Low-power Merom completes Intel’s processor revamp

The chip giant was able to slash power consumption considerably in Merom compared to Conroe

Merom, the long-awaited mobile companion to the Conroe (desktop) and Woodcrest (server/workstation) processors, was launched by Intel last week.

Based on the Israeli-developed Banias and Dothan processors which led Intel’s march away from high frequencies and power consumption to low clock speeds and less electricity usage, Merom is very similar to the Conroe desktop part.

Like Conroe, Merom has two processor cores and, depending on model, 2MB to 4MB of shared Level 2 cache. It succeeds the Yonah Core Duo chip that was released in January and according to Intel’s business development manager Sean Casey, provides a 20% performance bump over the older processor.

The main difference between Conroe and Merom is that the latter Mobile Core 2 Duo is the Intel Intelligent Power Capability, or IIPC. Thanks to the 65nm process strained-silicon, low dielectric constant process technology and and Enhanced Intel SpeedStep (EIST) featuring aggressive clock gating, low VCC arrays and transistors with low current leakage, the chip giant was able to slash power consumption considerably in Merom compared to Conroe, which by itself has been lauded for using less power than the older Netburst architecture processors.

Conroe’s thermal dissipation is around 65 Watts, but Merom halves that. Not only that, Casey points to the Low Voltage (LV) and Ultra-Low Voltage Merom parts that consume a mere 17 and 9.5 Watts respectively. The ULV Meroms are mainly destined for small, ultraportables and UMPCs (ultra-mobile PCs), Casey says.

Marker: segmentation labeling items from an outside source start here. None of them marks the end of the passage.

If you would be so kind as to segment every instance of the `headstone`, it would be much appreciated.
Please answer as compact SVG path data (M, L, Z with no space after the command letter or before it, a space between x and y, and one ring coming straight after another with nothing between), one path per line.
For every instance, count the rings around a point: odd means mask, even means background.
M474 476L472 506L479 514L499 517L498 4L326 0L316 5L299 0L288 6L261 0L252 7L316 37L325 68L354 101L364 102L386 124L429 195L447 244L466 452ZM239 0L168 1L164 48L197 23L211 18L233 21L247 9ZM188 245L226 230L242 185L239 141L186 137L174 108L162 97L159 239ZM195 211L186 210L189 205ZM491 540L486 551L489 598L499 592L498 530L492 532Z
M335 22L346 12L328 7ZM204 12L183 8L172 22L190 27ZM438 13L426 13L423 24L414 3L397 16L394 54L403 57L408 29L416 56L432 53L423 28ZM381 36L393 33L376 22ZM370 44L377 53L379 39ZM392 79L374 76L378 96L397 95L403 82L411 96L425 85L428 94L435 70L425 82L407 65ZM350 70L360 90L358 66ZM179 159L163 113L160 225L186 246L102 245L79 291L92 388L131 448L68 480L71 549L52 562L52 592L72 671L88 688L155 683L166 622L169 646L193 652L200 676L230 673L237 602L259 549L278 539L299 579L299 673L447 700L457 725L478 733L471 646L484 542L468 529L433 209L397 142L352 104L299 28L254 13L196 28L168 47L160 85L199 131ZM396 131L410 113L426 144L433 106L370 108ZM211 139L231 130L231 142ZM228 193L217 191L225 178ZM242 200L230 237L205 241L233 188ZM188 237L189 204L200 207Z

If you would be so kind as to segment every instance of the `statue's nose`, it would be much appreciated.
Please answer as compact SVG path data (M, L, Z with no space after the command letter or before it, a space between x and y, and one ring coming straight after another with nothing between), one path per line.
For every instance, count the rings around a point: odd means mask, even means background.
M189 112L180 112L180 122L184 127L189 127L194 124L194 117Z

A further enhancement to the Merom CPUs compared to Yonahs is that they now support Intel’s 64-bit extensions. Customers have told Intel they want to run 64-bit operating systems and applications on their notebooks, Casey says. However, the likelihood of support for memory configurations over 4GB in notebooks is slim at the moment, he says. Not only isn’t there the need yet, but using current memory technology would adversely impact power usage and the DDR RAM form-factor makes it hard to squeeze in large amounts of modules into portable computers.

Looking ahead, Casey says Intel is going to launch 45nm SDRAM in January to show that it has that fabrication technology to build processors with. Smaller process technology provides the opportunity to add more cores, Casey says, when asked if there’s a possibility of quad cores making it into notebooks. Intel will release quad-core processors for desktops at the end of September.

A side effect of Intel’s move away from “megahertz marketing” to more efficient multicore computing is, Casey says, that Intel customers are having to unlearn how they design applications to make the most of the enhancements in the new generation processors.

Intel currently has some 5,000 software developers of which 1,000 are assigned to help Independent Software Vendors (ISVs) to re-engineer their software.

Notebooks are moving to the fore, however. Casey says that corporate adoption of portables is increasing. He adds that a portable computer is the standard issue at Intel now, with some 80% of staff having them. Desktops are assigned mainly to development engineers who require the additional computing power, but for other staff, mobility and power savings are key reasons for management providing them with portables, Casey says.

He adds jokingly that as an added bonus, portability means management can get more work out of staff as well, since staff find it easier to take work home with them.